Jerry grimaced and ran his hand over his sandy hair. He was losing some of it in front, and the virching helmet had mashed the sides down over his ears, like a little boy's hair. ''Family is a nightmare.~~
"I'm with you," Jane said. She felt very close to him suddenly. Family troubles were one of their great commonalities. It had been good of him to agree to let her brother into the Troupe, when she'd been so frank about Alex's shortcomings. She was sure that Jerry would never have done such a thing for anyone else. She was being stupid and reckless and troublesome, and Jerry was letting her do it, as a kind of gift. Because he loved her.
"We gotta think this through, some," she told him. "The Troupe's not gonna like this much. Alex is no star recruit, that's for sure. He has no skills. And not much education. And he's an invalid."
"How sick is he? Is he badly off?"
"Well, I've always thought Alex was nine tenths malingerer, at heart. Dad's dropped thousands on him, but never pinned down what's wrong with him. But I can guarantee he's not contagious."
"That's something, at least."
"But he does get bored, and touchy, and then he gets these spells. They're pretty bad, sometimes. But he's always been like that."

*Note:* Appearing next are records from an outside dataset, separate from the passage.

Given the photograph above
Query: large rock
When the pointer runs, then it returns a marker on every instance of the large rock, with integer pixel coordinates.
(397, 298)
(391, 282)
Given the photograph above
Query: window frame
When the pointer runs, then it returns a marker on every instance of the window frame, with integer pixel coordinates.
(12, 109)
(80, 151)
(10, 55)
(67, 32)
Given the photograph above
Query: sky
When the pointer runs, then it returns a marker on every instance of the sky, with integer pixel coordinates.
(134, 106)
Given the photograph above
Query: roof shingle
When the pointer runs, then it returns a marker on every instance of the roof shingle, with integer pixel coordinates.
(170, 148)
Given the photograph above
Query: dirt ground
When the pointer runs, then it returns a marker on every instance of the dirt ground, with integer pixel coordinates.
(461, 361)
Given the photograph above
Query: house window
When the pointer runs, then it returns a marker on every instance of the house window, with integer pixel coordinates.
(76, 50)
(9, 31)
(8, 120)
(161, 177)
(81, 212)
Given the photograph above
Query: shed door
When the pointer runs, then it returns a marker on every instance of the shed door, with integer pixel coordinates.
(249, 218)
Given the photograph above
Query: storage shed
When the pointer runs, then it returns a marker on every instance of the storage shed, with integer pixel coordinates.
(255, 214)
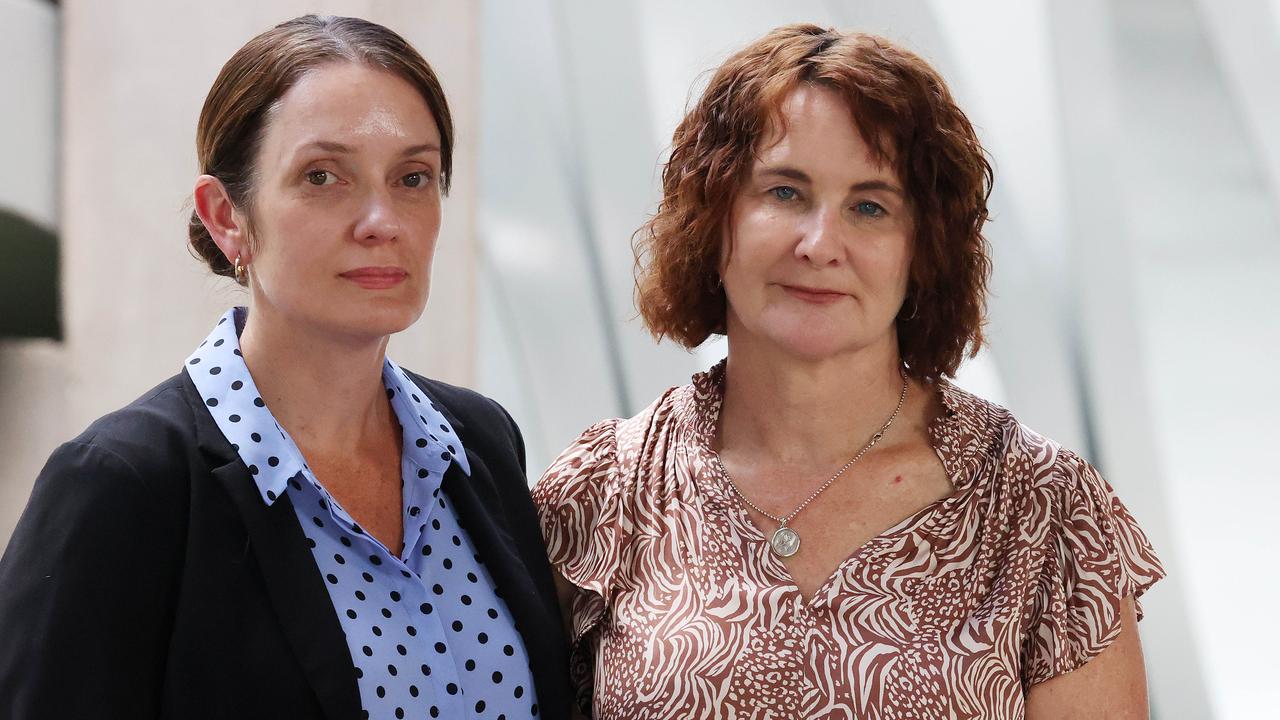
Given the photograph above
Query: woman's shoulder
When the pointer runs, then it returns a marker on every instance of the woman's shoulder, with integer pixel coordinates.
(150, 437)
(475, 411)
(993, 436)
(599, 459)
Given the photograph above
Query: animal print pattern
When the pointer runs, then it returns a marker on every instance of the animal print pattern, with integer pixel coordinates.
(681, 611)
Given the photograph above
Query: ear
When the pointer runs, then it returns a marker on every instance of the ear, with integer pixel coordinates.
(223, 220)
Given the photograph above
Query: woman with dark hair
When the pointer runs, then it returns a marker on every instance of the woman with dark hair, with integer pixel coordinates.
(823, 525)
(293, 525)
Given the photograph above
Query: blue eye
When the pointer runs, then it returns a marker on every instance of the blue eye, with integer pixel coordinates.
(869, 209)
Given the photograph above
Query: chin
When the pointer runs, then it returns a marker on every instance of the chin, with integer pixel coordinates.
(380, 317)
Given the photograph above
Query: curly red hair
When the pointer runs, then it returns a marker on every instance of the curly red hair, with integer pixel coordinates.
(904, 112)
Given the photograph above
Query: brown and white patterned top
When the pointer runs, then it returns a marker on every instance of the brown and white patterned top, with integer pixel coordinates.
(682, 611)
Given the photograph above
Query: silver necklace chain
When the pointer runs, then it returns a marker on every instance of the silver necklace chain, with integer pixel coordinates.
(789, 538)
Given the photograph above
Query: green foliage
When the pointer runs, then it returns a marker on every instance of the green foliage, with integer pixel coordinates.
(28, 279)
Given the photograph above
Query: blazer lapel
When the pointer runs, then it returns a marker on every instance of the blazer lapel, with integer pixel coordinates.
(292, 583)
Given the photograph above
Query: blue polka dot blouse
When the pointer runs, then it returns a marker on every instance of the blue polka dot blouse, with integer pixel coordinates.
(429, 637)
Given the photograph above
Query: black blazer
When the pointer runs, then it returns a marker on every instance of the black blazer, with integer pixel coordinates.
(149, 579)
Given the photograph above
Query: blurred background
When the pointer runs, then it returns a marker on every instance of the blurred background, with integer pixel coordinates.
(1136, 217)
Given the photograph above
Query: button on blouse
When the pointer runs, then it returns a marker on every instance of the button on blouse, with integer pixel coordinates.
(428, 633)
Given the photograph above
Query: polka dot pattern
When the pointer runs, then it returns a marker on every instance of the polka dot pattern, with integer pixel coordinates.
(428, 632)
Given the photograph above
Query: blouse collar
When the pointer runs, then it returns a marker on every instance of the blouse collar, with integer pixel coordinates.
(273, 459)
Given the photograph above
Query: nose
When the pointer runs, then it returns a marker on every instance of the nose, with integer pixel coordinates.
(379, 222)
(819, 242)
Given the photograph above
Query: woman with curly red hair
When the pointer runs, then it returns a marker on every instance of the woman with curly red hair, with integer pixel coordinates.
(823, 525)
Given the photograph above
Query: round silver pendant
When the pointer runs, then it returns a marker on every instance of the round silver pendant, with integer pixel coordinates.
(785, 542)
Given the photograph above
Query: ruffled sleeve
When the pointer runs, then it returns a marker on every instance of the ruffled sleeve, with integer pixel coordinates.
(1096, 556)
(583, 522)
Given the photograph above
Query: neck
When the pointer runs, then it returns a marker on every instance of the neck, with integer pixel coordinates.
(325, 390)
(807, 411)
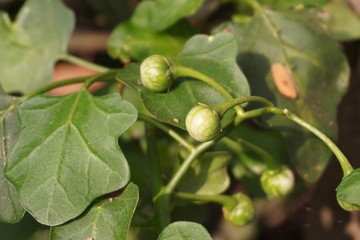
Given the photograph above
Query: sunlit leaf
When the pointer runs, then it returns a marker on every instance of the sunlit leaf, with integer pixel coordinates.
(11, 210)
(299, 69)
(214, 56)
(67, 153)
(341, 20)
(184, 231)
(33, 43)
(107, 219)
(349, 188)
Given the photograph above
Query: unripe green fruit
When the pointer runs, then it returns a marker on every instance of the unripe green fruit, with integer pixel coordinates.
(155, 73)
(277, 183)
(350, 207)
(242, 213)
(202, 123)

"No one stays with the Troupe who can't pull weight," Jerry said.
"I know that, but I don't think he'll stay for long. If he doesn't run off by himself, then the Troupe'll throw him out after a while. They're not patient people. And if there's a way to make trouble here, Alex will probably find it." Jane paused. "He's not stupid."
Jerry silently drummed his fingers on his papered knee.
"I had to do this, because he's my little brother, and he was in really bad trouble, and I felt sure he was going to die." Jane was surprised at how much it hurt her to say that, at how much real pain and sense of failure she felt at the thought of Alex dead. She'd resented Alex for as long as she could remember, and in rescuing him, she'd thought she was doing something tiresome and familial and obligatory. But at the thought of Alex dead, she felt a slow burn of deep unsuspected emotion, a tidal surge of murky grief and panic. She wasn't being entirely frank with Jerry. Well, it wasn't exactly the first time.
She took a breath and composed herself. "I've just dragged Alex out of the mess he was in, but I wish I could be responsible for him. But I can't. I believe in the work here. You know I believe in the work, and I do what I can to help. But now I've done something that really doesn't help the Troupe. I just brought you a big load of trouble. I'm sorry, sweetheart."
Jerry was silent.
"You're not angry with me, Jerry?"
"No, I'm not angry. It is a complication, and it's not helpful. But it's simple, if you can let it be simple. As far as I'm concerned, your brother is just like any other wannabe. He pulls his weight here, or out he goes."